Lee Friday – September 15, 2017
On September 6th, the Bank of Canada raised its overnight interest rate to 1.0%, an increase of one-quarter point. Canada’s five largest banks quickly responded by increasing their prime rates to 3.2%, also an increase of one-quarter point.
In its press release, the Bank of Canada said (emphasis added):
Future monetary policy decisions are not predetermined and will be guided by incoming economic data . . . Given elevated household indebtedness, close attention will be paid to the sensitivity of the economy to higher interest rates.
These are curious remarks from the Bank of Canada. It seems obvious that current economic data reveals the economy to be very sensitive to higher interest rates, not just in the future, but right now. On the same day the Bank of Canada increased its interest rate, the Canadian Press reported that (emphasis added):
A new survey by the Canadian Payroll Association suggests nearly half of workers are living paycheque to paycheque due to soaring spending and debt levels.
The poll found that 47 per cent of respondents said it would be difficult to meet their financial obligations if their paycheque was delayed by even a single week.
The survey, which polled 4,766 Canadian employees between June 27 and Aug. 5, also found that 35 per cent said they feel overwhelmed by their level of debt.
According to another recent poll (emphasis added):
“Three in ten home owners say that they will be faced with financial difficulties if the value of their home goes down,” the report read. “Even if home values don’t decline in the near future; more than a quarter of Canadians (27 per cent) who have a mortgage agree that they are ‘in over their head’ with their current mortgage payments.”
“Over seventy percent of Canadians rate their ability to cope with a [one per cent] interest rate increase as less than optimal,” the report reads. “The vast majority of Canadians (77 per cent) would have difficulty absorbing an additional $130 per month in interest payments on debt.”
So, a significant percentage of Canadians are already struggling with debt, and the threshold of an additional $130 per month in interest payments has now been breached for many households. Since those poll results were announced in July, the Bank of Canada has increased its interest rate twice, and the five largest Canadian banks have increased their prime rates by a half point, from 2.7% to 3.2%. Roughly 30 per cent of Canadians have a variable-rate mortgage, and a half point increase means many of them are faced with interest payments which have already increased by more than $130 per month. Note how the banks benefit from this arrangement!
Information gathered from such polls and surveys certainly qualifies as economic data. This data reveals the economic activities of Canadians to be highly sensitive to higher interest rates. Since the Bank of Canada must be aware of this data, what exactly does the bank mean when it says “close attention will be paid to the sensitivity of the economy to higher interest rates”? They did not elaborate, but silence speaks volumes. The Bank of Canada simply ignores the data, which means the economic wellbeing of most Canadians does not concern the bank.
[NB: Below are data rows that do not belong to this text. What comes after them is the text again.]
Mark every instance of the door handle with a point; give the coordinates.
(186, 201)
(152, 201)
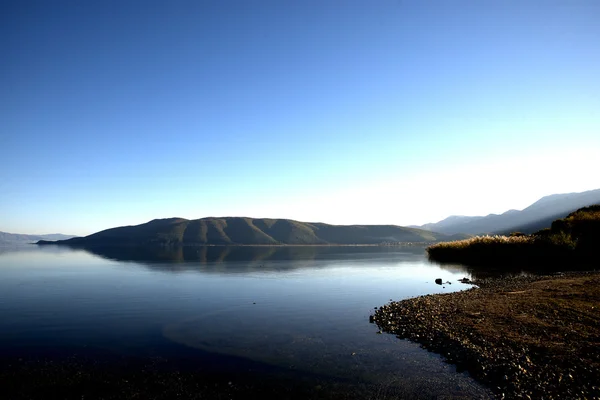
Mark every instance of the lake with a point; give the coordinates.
(217, 322)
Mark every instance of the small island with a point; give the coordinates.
(525, 335)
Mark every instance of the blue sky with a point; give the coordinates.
(399, 112)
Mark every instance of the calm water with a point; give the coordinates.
(281, 313)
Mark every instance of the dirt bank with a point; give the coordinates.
(525, 337)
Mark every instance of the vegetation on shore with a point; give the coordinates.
(526, 337)
(569, 240)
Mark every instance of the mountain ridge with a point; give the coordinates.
(250, 231)
(534, 217)
(9, 239)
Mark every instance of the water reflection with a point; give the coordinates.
(253, 258)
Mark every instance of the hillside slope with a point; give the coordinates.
(531, 219)
(250, 231)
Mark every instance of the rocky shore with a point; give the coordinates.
(530, 337)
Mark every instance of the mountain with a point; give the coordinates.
(11, 239)
(537, 216)
(249, 231)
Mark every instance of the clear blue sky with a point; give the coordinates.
(402, 112)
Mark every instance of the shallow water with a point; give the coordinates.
(301, 309)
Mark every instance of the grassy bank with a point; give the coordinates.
(528, 337)
(572, 240)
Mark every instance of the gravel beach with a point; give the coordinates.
(532, 337)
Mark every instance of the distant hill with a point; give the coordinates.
(11, 239)
(537, 216)
(250, 231)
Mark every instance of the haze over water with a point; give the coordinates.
(258, 316)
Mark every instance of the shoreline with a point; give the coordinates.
(523, 337)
The truth is that we are subjected to a government-imposed banking-monopoly, the purpose of which is to prevent the operation of the free market in the fields of money and banking. This allows the Bank of Canada to administer monetary policy on behalf of the major commercial banks as well as the government – always to the benefit of these groups, not the general public. I have written about this elsewhere.
Banks sometimes make bad loans. Regular citizens are sometimes unable to repay loans. But who receives bailouts? If you said “the banks”, then you know the system is rigged. If you said “nobody, because everybody knows Canadian banks were not bailed out during the global financial crisis of 2008 – 2010”, then you are misinformed. Each of the large Canadian banks received a massive bailout because they were all in serious financial difficulty.
Interest rates are still very low, and they are likely to go higher. How high? We will have to wait and see. Moreover, personal, corporate, and government debt are already at nose-bleed levels – this is a product of the coercive banking monopoly and it is unsustainable. Because it is unsustainable, significant economic disruption lies ahead. And when loans go bad, do not expect bankers to personally absorb the losses resulting from their own foolish mistakes. By one method or another, they will be bailed out. That is the way the system will continue to operate, to the severe detriment of the public, until such time as the public withdraws its consent to the system.